No dia 11 foi elaborado um formulário de dados gerais do curso de Fonoaudiologia para ser enviado para os Centros Acadêmicos e para estudantes de diferentes instituições preencherem e enviarem para a DENEFONO, para que a Executiva tenha informações sobre o que acontece nas diferentes instituições, para encontrar maneiras de melhorar a articulação com esses estudantes. Foi realizada a primeira reunião da Comissão Local do XXI ENEFON, onde foram divididos os cargos entre as pessoas interessadas (estudantes da UNIFESP e da UNICAMP). A composição da Comissão Local ainda não foi fechada, mas o prazo dado será de duas semanas. Para tanto, os alunos da UNIFESP ficaram responsáveis por entrar em contato com os estudantes de fonoaudiologia da capital e os estudantes da UNICAMP por entrar em contato com os alunos da PUCCAMP. A data do XXI ENEFON será, a princípio, entre os dias 17 e 22 de julho de 2010. O local do encontro, que foi definido no último ENEFON, será São Paulo. O eixo central escolhido para o XXI ENEFON é trabalho, com o tema: “Fonoaudiologia: o trabalho em questão”.

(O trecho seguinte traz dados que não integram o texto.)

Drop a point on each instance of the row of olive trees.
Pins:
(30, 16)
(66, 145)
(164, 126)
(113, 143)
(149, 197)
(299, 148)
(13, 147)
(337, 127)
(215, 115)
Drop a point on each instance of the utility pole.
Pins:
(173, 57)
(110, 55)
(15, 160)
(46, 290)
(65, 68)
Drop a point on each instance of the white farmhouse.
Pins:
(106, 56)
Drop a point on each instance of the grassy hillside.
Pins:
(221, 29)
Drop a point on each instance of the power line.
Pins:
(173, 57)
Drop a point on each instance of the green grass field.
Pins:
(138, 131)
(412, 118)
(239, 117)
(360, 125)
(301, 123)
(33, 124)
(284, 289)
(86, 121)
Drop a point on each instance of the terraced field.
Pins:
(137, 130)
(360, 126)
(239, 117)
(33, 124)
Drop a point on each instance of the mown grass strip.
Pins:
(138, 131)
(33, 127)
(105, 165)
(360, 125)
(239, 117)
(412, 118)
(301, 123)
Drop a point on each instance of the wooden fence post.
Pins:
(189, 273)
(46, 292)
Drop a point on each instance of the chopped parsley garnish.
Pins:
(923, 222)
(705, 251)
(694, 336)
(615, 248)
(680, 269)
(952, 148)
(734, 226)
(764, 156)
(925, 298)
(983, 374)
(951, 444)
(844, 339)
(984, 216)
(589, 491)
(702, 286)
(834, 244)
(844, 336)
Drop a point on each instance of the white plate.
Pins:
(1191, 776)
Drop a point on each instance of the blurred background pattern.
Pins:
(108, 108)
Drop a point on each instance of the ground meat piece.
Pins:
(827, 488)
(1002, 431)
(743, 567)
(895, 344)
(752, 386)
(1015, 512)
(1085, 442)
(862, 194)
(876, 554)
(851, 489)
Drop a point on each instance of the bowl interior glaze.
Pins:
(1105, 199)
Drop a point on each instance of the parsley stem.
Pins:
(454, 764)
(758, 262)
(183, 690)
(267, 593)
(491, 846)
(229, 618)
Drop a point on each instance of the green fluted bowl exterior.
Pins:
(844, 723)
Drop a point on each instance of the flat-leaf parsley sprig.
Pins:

No dia 12, a plenária final fez os encaminhamentos necessários para a viabilização das próximas ações. Foram divididas algumas tarefas entre os estudantes presentes no CONEFON, como elaborar panfletos, textos e apresentação sobre a DENEFONO e o ENEFON para serem levados ao XVII Congresso Brasileiro de Fonoaudiologia e organização das relatorias e dos repasses do XIII CONEFON.

DENEFONO; CAF – UNIFESP; DAFONO – UFBA; CAXS – UNICAMP; CAFa – UNIME; DAFON – UFMG; DAFON – UFSM.